Published Sep 28, 2016The derivative nature of metal's most rhythmic style — known to many as "djent" — is a demanding thing to break free from. The incorporation of cues from outside genres, such as electronic and jazz, have since become widespread, leaving younger bands with the challenge of separating themselves from the groups that have either pioneered these trends or beaten them to death.
With Heliospectrum, Auras don't seem intent on immediately differentiating themselves from the pack. Their use of electronics, notable on opener "Waterstone" and "Eloquence," is more tasteful and reserved than some of their peers, and their emphasis on groove is paramount, with the punishing guitar work of "Stars" and "Spiral" at times broken up with soaring melodic leads and clean vocals. While a definite improvement from their previous work, these stylistic hallmarks can at times cause the record to feel a bit stale.
Some of Heliospectrum's more engaging moments come at the record's close.

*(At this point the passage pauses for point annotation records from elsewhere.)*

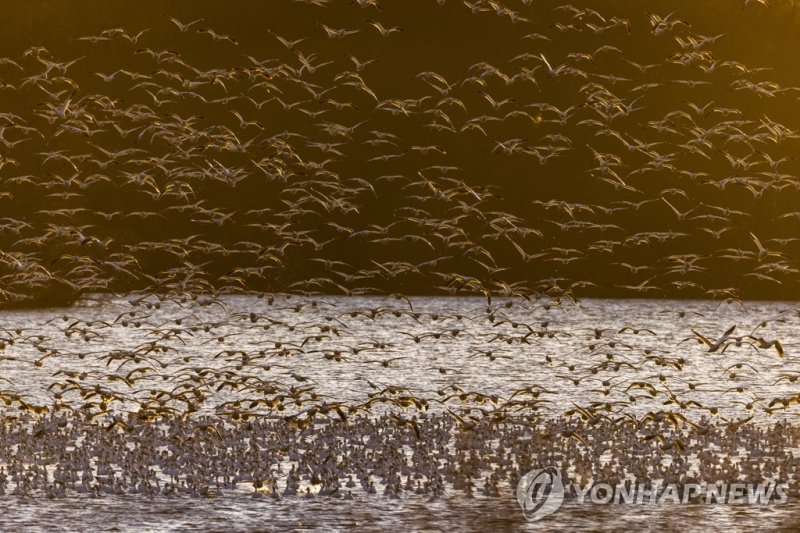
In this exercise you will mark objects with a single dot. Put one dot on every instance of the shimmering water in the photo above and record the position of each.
(491, 349)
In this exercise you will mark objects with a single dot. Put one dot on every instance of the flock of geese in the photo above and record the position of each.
(223, 191)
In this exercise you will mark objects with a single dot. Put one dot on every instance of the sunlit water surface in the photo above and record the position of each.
(557, 336)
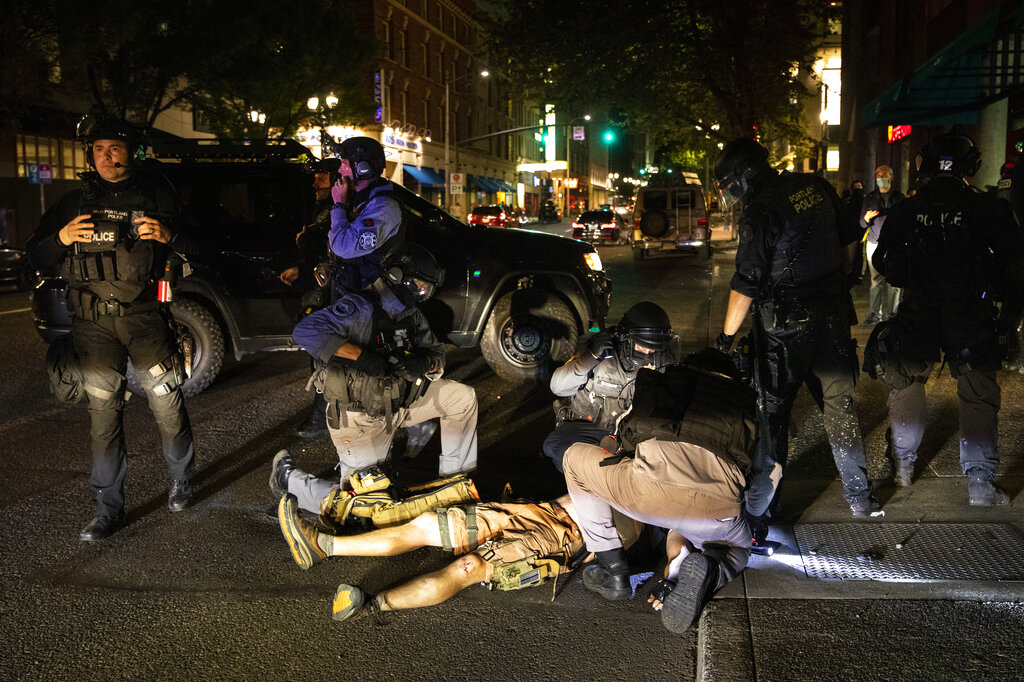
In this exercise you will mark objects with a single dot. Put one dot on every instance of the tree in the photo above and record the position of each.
(671, 66)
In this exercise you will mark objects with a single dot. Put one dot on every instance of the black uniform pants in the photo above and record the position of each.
(103, 347)
(787, 355)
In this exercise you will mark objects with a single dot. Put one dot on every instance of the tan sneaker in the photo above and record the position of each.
(308, 546)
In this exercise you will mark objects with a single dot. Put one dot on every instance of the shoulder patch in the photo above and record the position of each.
(368, 240)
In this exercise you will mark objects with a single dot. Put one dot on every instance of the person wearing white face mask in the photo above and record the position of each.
(883, 298)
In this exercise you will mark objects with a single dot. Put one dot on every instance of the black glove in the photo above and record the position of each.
(412, 366)
(601, 345)
(372, 363)
(724, 342)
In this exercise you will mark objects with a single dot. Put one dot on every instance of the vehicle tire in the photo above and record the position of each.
(196, 326)
(528, 333)
(27, 278)
(653, 223)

The racing "Infinite Influence" shines with a number of tempo changes, and is highlighted by Eric Almeida's guttural vocals and a dazzling guest solo from Aaron Marshall of Intervals. "Solar Pulse" is a worthy closer, its crushing grooves revolving around deftly picked clean guitar, including a bass solo to boot.
Heliospectrum is an indication that, in a genre overflowing with imitators, Auras are capable of carving out a place that is firmly their own — or, at least, they stand a much better chance at doing so than their peers. (eOne/Good Fight)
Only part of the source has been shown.